The final death toll caused by the floods was 78, with 1137 people injured and nearly 300,000 displaced from their homes.
Due to U.S. sanctions against Iran, most would-be donors are unable to send contributions in fiat currency. IranRescueBit is taking advantage of the borderless and permissionless attributes of Bitcoin, Ethereum, and Litecoin to deliver aid. The campaign is independent from any state-run entities, but “has been in contact with the Iranian Red Crescent Society (IRCS) and other regulatory and supervisory entities,” to facilitate aid, IranRescueBit said.
The campaign is relying on cryptocurrencies, because international IRCS accounts are blocked by U.S. sanctions. “The choking US economic sanctions… have cut off the flow of international aid to Iranian flood victims,” the aid organization explains. “This is while humanitarian causes are deemed non-sanctionable under international law.”
By using cryptocurrencies, donors can anonymously and freely contribute to the campaign at www.iranrescuebit.com. Each digital wallet address is verified and visible on IRB’s website as well as the open ledgers of the respective blockchain networks. From there, the funds are exchanged to the Iranian Rial using local online exchanges, and then transparently sent on to the IRCS. “Participants can view the total donated amount live on the website at any given time,” according to IRB.
A Live Donation feed with transactions is available for the public to view on the website, with most early donations buying drinking water for victims:
The timestamps and addresses of all donations can be examined via the list of network transactions available on the website. The campaign has raised $440 in the past week. That may not put a big dent in the aid bill, but it’s a demonstration of the benefits of global, permissionless currencies.
Campaign director Hamed Salehi points to the societal benefits and positive advantages of cryptocurrencies being used for the campaign. “[W]e hope that everyone can see that cryptocurrencies are not all about mining, trading and illicit activities like money laundering that are responsible for only a small portion of activities,” he said. “[They] can have many practical uses for average citizens.”
Crypto Briefing reached out to Salehi for a few updates on the status of the campaign, which has set a one-month deadline for the collection of funds to be sent to the IRCS. According to the campaign director, the response from the global community has been positive. “While a number of foreign media outlets have covered the news of the campaign during the past few days,” he said, “it still has a long way to go.”
According to Salehi, the sanctions against Iran are not just a political question; they are also affecting human lives. “I must stress that we are by no means political individuals and are only trying to use the decentralized and anti-censorship nature of cryptocurrencies to resolve humanitarian issues that have been caused as a result of political disputes,” he noted. “We believe that politics should never endanger people’s lives by blocking humanitarian channels.”
The team is also taking efforts to comply with state regulations, Salehi added. “IranRescueBit has been designed and launched without any help or support by government entities, but we tried our best to communicate with state-run actors before launching the campaign in order to keep them apprised of its purpose.”

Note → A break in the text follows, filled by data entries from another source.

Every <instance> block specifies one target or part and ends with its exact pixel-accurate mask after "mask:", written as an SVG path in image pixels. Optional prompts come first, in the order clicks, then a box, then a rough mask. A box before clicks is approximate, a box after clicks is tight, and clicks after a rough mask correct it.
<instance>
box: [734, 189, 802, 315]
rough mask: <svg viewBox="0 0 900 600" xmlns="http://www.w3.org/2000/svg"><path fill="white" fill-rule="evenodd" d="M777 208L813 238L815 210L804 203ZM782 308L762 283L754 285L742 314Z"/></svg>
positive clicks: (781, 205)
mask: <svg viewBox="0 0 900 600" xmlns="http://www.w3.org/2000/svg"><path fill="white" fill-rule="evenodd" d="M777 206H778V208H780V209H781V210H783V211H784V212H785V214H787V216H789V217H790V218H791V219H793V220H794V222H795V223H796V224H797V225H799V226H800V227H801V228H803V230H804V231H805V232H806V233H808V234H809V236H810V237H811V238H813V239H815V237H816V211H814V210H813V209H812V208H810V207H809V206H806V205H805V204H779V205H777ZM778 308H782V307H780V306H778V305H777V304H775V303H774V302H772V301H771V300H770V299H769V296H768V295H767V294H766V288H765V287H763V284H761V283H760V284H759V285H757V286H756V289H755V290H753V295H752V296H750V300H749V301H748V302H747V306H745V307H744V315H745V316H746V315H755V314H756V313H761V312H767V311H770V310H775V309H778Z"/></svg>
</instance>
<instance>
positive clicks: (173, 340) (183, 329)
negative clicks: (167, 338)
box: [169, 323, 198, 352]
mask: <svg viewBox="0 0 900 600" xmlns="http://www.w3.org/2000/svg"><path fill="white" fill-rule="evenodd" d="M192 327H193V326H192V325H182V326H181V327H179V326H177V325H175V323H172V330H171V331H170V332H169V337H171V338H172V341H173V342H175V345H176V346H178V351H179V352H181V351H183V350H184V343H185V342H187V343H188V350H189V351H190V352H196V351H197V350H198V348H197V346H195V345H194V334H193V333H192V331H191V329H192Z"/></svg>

This is not the first time that cryptocurrencies have been proposed as a means for the funding of charities in Iran. Salehi illustrated some of the earlier attempts:
While the Iranian experience might have mixed success, cryptocurrencies have been used to provide censorship-proof donations to the needy in other countries.
Crypto Briefing has previously covered the efforts by well-wishers using low-fee currencies like Nano and Bitcoin Cash to send micro-donations to needy people in Venezuela. Although that country, like Iran, is under heavy banking sanctions, the censorship-proof qualities of cryptocurrencies allowed donations to bypass capital controls on both sides.